This afternoon, as I lay in bed wondering what to do with myself, Gus entered the room, sat next to me, and told me of his plans to go to the mall so he could check out a sale at Foot Locker.
Did he wake up on the east side of the bed this morning? The MALL?
Gus and I hate the mall. We also hate everyone in it. And it’s Sunday. That’s the worst mall-day ever. Stupid families bring their stupid kids to look at stupid stuff so they can all impress their stupid friends and keep up with the stupid Joneses.
But I needed (and still need) some clothes. When you never go to the mall, and have a general distaste for shopping, you end up with a lot of clothes that are either old or free. My wardrobe is in constant need of updating and has been that way for awhile. I have no style at all. Some people assume I’m “goth” because I wear black all the time, but I really do that because I can’t match my clothes.
Normally, I don’t care about what people assume, but sometimes a girl wants to look presentable. In fact, sometimes a girl wants to look like she knew what she was doing when she picked out an outfit. But alas, any attempts I make to understand fashion and buy accordingly are futile.
Every time I go shopping, especially somewhere like the mall, I see garment after garmet, and it’s always ugly, unnecessary, or worst of all, really cute but something I can’t pull off. I’m overly afraid of wearing something trendy and looking like a total moron walking around in it because I don’t have the proper clothes and accessories to go with it. The fear doesn’t come so much from what other people will think, but more that I spent time, money, and effort just to wear an item that makes me look silly.
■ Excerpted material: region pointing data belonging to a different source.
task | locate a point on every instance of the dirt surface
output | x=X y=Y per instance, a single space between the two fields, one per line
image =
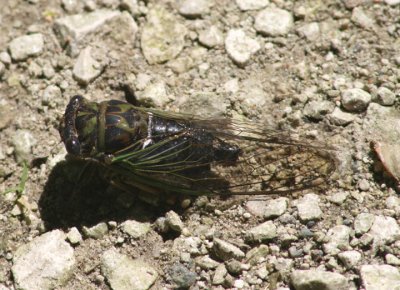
x=293 y=82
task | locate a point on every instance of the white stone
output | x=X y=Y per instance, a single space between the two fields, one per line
x=263 y=232
x=386 y=97
x=86 y=68
x=310 y=31
x=350 y=258
x=240 y=47
x=74 y=236
x=193 y=8
x=308 y=279
x=380 y=277
x=392 y=2
x=155 y=93
x=338 y=238
x=75 y=28
x=163 y=37
x=211 y=37
x=385 y=229
x=47 y=262
x=359 y=17
x=276 y=207
x=363 y=222
x=245 y=5
x=355 y=100
x=308 y=207
x=226 y=251
x=23 y=142
x=274 y=21
x=135 y=229
x=25 y=46
x=123 y=273
x=340 y=118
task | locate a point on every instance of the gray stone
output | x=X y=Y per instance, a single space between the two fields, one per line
x=363 y=222
x=263 y=232
x=338 y=238
x=316 y=110
x=257 y=255
x=392 y=2
x=173 y=221
x=25 y=46
x=359 y=17
x=2 y=69
x=350 y=259
x=310 y=31
x=392 y=260
x=123 y=273
x=340 y=118
x=308 y=207
x=211 y=37
x=5 y=58
x=131 y=5
x=23 y=142
x=74 y=28
x=226 y=251
x=194 y=8
x=317 y=279
x=245 y=5
x=382 y=277
x=47 y=262
x=86 y=68
x=155 y=94
x=74 y=236
x=355 y=100
x=163 y=37
x=219 y=275
x=256 y=207
x=96 y=231
x=393 y=202
x=70 y=5
x=135 y=229
x=205 y=104
x=363 y=185
x=385 y=229
x=386 y=97
x=34 y=69
x=276 y=207
x=273 y=21
x=338 y=197
x=234 y=267
x=51 y=95
x=240 y=47
x=182 y=277
x=206 y=263
x=6 y=115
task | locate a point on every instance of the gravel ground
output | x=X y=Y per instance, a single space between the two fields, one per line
x=326 y=70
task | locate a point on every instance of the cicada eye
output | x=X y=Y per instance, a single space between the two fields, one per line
x=73 y=146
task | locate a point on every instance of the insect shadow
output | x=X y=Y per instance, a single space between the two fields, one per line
x=76 y=195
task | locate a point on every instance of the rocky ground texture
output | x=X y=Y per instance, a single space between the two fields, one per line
x=325 y=70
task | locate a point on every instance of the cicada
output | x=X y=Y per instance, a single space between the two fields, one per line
x=157 y=151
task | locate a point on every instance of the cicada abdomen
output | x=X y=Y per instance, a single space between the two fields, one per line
x=161 y=151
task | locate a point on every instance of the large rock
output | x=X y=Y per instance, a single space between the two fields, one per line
x=162 y=37
x=46 y=262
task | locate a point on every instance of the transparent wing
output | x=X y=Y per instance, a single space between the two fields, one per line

I think I need a “fashion tutor” of sorts. None of my friends are real “fashion people.” Fashion people don’t like having friends like me because I don’t care about how I look. Fashion people not only care about how they look, they care about how everyone around them looks too.
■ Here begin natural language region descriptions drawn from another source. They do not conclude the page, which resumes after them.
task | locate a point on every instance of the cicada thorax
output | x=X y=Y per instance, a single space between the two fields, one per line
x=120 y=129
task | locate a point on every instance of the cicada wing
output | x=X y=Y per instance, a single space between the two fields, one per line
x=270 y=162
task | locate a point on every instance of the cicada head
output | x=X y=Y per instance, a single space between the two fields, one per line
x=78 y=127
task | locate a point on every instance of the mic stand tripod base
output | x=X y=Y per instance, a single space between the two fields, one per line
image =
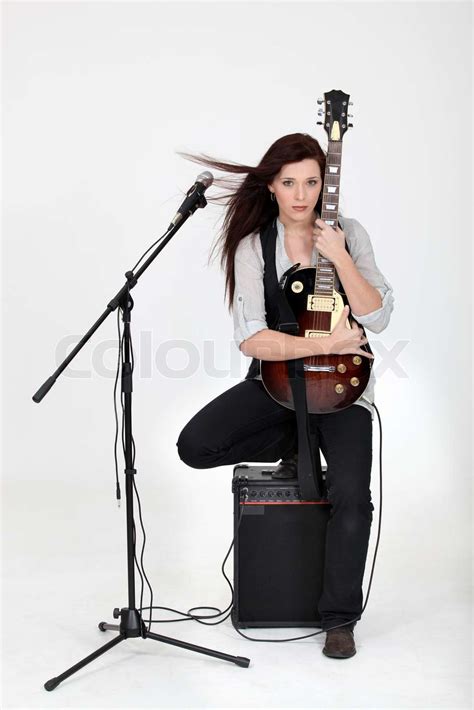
x=132 y=626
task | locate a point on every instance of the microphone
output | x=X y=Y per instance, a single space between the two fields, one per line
x=194 y=198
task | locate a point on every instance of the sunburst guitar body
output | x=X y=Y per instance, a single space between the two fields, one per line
x=333 y=382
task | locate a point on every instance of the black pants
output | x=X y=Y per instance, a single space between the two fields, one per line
x=245 y=424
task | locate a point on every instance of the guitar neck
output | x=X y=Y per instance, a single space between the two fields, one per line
x=332 y=180
x=325 y=270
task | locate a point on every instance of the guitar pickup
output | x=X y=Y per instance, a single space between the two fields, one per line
x=321 y=303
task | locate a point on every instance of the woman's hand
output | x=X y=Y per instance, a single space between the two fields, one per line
x=343 y=341
x=328 y=241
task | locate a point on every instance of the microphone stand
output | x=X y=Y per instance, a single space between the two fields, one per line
x=131 y=622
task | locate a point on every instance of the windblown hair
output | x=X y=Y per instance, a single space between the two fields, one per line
x=249 y=205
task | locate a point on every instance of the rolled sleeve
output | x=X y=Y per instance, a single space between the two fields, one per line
x=249 y=300
x=362 y=254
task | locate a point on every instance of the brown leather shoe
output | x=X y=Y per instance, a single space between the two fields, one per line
x=339 y=643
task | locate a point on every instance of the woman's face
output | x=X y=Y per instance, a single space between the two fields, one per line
x=297 y=185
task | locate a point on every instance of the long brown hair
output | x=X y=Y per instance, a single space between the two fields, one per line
x=249 y=204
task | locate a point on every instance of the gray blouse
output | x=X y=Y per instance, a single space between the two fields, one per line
x=249 y=300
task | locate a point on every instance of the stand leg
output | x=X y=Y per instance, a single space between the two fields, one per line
x=238 y=660
x=54 y=682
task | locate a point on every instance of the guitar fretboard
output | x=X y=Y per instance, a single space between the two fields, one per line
x=325 y=270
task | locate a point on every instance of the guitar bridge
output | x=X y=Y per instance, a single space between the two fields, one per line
x=321 y=303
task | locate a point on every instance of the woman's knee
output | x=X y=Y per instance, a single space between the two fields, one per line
x=192 y=450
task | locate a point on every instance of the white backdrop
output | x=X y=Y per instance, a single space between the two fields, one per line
x=98 y=97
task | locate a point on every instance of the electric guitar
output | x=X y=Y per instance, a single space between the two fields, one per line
x=333 y=382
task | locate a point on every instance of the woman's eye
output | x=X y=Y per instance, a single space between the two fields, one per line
x=288 y=183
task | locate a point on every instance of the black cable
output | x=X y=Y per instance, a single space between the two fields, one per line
x=151 y=247
x=188 y=616
x=119 y=362
x=194 y=617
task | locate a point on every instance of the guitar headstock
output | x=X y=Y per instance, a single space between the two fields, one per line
x=336 y=116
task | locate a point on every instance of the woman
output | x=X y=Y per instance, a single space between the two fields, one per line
x=244 y=423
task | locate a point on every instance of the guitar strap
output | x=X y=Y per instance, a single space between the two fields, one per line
x=310 y=477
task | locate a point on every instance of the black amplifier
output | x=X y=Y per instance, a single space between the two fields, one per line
x=278 y=550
Whenever I’m downtown, I always see groups of them. They all have designer jeans, which I can’t wear because my ass is too big. If I wore these jeans, my asscrack would show when I sat down. That obviously doesn’t stop some people, but my asscrack is for private viewing only. These girls also wear pretty suede boots and large funky earrings. Usually a few will wear some kind of oddly cut shirt that I would need a set of instructions to wear properly.
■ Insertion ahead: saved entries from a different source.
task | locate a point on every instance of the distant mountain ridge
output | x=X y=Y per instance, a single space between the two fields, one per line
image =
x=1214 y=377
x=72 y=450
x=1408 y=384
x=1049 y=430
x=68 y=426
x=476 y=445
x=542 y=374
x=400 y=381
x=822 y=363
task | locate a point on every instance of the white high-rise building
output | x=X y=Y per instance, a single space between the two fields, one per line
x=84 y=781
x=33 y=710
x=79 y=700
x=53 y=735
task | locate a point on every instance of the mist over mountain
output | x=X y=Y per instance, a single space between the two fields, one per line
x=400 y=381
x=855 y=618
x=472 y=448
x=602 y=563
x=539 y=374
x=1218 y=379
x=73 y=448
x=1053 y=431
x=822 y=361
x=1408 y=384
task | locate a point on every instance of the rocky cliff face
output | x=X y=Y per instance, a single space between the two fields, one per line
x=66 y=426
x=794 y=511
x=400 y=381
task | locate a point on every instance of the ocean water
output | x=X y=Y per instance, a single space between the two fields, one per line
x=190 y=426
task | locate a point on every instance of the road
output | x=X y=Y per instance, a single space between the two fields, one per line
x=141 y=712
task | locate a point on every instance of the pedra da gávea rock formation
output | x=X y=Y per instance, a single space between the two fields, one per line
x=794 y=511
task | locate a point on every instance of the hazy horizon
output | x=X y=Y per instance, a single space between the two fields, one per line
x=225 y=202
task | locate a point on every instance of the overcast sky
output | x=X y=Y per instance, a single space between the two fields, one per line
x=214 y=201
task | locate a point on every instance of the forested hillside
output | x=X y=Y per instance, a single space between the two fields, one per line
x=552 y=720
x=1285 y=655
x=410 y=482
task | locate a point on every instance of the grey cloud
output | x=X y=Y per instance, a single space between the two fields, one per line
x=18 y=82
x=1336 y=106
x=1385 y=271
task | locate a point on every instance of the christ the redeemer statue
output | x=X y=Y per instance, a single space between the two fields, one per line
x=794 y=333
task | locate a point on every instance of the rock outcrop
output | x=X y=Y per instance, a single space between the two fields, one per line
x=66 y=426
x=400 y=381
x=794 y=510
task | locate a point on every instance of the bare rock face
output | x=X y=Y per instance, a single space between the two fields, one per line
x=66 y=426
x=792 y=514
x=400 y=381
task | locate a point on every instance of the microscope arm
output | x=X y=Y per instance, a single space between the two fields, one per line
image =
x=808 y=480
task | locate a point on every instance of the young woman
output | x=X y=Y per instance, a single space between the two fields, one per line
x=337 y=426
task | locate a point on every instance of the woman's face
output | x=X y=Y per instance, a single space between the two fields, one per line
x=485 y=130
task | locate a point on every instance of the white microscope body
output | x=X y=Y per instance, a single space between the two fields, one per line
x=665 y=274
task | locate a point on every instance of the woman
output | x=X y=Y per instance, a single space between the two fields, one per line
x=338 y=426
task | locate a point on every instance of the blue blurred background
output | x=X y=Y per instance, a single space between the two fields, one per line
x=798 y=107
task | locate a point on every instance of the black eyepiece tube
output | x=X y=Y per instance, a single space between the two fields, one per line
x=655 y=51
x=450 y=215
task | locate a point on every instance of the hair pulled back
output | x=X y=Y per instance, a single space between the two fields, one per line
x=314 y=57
So, having a fashion tutor would be really cool. There doesn’t seem to be way to just sit down and teach myself how to dress well the way you can sit down and learn a language or a particular field of study. You either have a knack for it or you don’t.
However, I’m afraid that knowing a lot about things like fashion could be a clue about someone’s personality and values. Of course, every fashionista is not going to be a snob. Our fashion editor at Feedback was one of the nicest people there, in fact. But I think that generally speaking, people who put a lot of time into fashion may be lacking in some key areas. Obviously, I don’t have to be friends with this made-up fashion tutor, but I’d really hate to be three weeks into the wardrobe makeover and find out she was fucking my boyfriend or something.
Anyway, I went to the mall today. This time, the items there were bothering me more than the people I had to dodge. I used to love Express, but I’m getting ready to write that place off for good. Their clothes are reaching a level of suck higher than I’ve ever seen. Their little marketing concept is “I wish…” So one of the displays has sayings like “I wish I was a rockstar” and “I wish I had a new wardrobe” and “I wish my boyfriend were cuter” and “I wish my boyfriend had more money.”
Make your own goddamn money, triflin’ whore.
Gus and I got a couple of Frulatis and walked around for awhile. After he didn’t find any new shoes for himself, I was afraid we’d finish our trip to hell on earth with nothing to show for it. Not that Gus needs new shoes. We have a whole room in our house dedicated to his sneaker collection.
But our trip was well worth it. We bought living room furniture. I’m so happy about this I want to shout it from the rooftops and go dancing in the streets. We’ve been looking for new couches since the dawn of time. The ones we have now are cheap, ugly and uncomfortable. We’re giving one of them away for free and praying to God almighty that someone comes and hauls it away.
Our new couch is gray and soft. Instead of getting two couches like we planned, we got a giant red leather recliner that we can sit in together. It seemed like a brilliant step in furniture innovation to us, but I guess it wasn’t to the rest of the world because it was one of a few items in the store that was on sale for half the price.
I am overjoyed about this. Now all we need is a bedroom set before our new mattress comes next week and we’ll be all set.
I still hate the mall though.
Bonus points to whoever knows where this post’s title came from. Also, I’m watching Robot Chicken right now and their “Zombie Idol” sketch is hilarious. It’s good to know that Ryan Seacrest knows he’s a douche.